As first step we need to install the package from CRAN. Next we load the package using the comand library.
We now are ready to start using the package! We load the Coffee dataset that is a classification problem from the time series domain. It is possible to consult the help of this dataset.
Now we need to simulate the semi-supervised context. For this we obtain a partition of the dataset into three subsets: labeled set L, unlabeled set U and test set T.
x <- coffee[, -287] # instances without classes
y <- coffee[, 287] # the classes
set.seed(1) # set seed
tra.idx <- sample(x = length(y), size = ceiling(length(y) * 0.5))
xtrain <- x[tra.idx,] # training instances
ytrain <- y[tra.idx] # related classes
tra.na.idx <- sample(x = length(tra.idx),
size = ceiling(length(tra.idx) * 0.7))
ytrain[tra.na.idx] <- NA # remove classes from 70% of instances
xttest <- x[tra.na.idx,] # unlabeled training instances
yttest <- y[tra.na.idx] # real classes
tst.idx <- setdiff(1:length(y), tra.idx)
xitest <- x[tst.idx,] # testing instances
yitest <- y[tst.idx] # related classes
The training set (xtrain) includes the 50% of all instances and the testing set (xitest) contains the rest. In the xtrain set only the 30% of the instances are labeled. This information is included in the vector ytrain where the positions that have the value NA (Not Available) correspond with the unlabeled instances in xtrain. The labeled instances in xtrain were randomly selected.
The variables xitest and xttest are two set of instances which are used to test the prediction capabilities of the model. Specifically, xitest and xttest are used to test inductive and transductive prediction, respectively. The variables yitest and yttest correspond with the class information of the instances in xitest and xttest, respectively.
We now can train a semi-supervised model from data. We call the function selfTraining to train this model:
m.selfT1 <- selfTraining(x = xtrain, y = ytrain, dist = "euclidean")
In this example we specify the distance measure as “euclidean”. It is possible to define (in this way) any distance function available in the proxy package.

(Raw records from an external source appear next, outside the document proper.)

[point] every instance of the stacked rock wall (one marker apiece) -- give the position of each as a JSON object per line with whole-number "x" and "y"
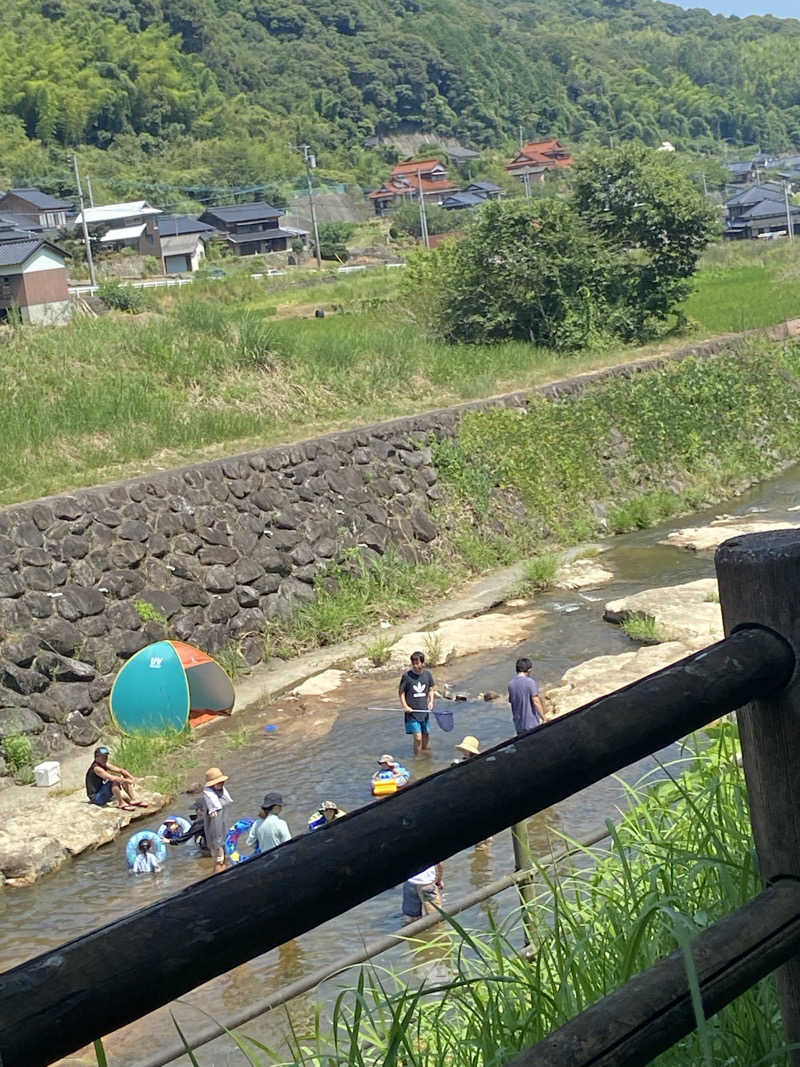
{"x": 214, "y": 548}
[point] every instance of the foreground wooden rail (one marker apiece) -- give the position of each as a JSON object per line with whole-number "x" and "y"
{"x": 62, "y": 1000}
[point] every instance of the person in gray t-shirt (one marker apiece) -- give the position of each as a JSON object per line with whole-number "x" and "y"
{"x": 526, "y": 704}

m.selfT1 is now a model trained and it is ready to classify instances. At first, we classify the unlabeled instances used to train the classifier. To check the results we use the function confusionMatrix from the caret package. This classification process is considered transductive because it assigns the label to the unlabeled instances used during the training phase.
p.selfT1 <- predict(m.selfT1, xttest)
resultT <- confusionMatrix(table(p.selfT1, yttest))$overall[1:2]
To test the inductive capabilities of m.selfT1 we classify unseen instances (instances that were not included in the training process). We call the function predict to classify the instances in the variable xitest.
p.selfT1 <- predict(m.selfT1, xitest)
resultI <- confusionMatrix(table(p.selfT1, yitest))$overall[1:2]
As result we obtain the accuracy and the kappa statistics of the classification. Frecuently, the transductive classification outferforms the inductive classification. This is because during training process additional information about the unlabeled instances used is obtained.
To finish we generate a barplot with the the results of the classification inductive and transductive.
barplot(cbind(resultI,resultT), beside = T, col=c("lightblue","blue"),
legend.text = c("Accuracy","Kappa"),
main="Classification of Coffee dataset", args.legend = list(x = 6, y = 0.4))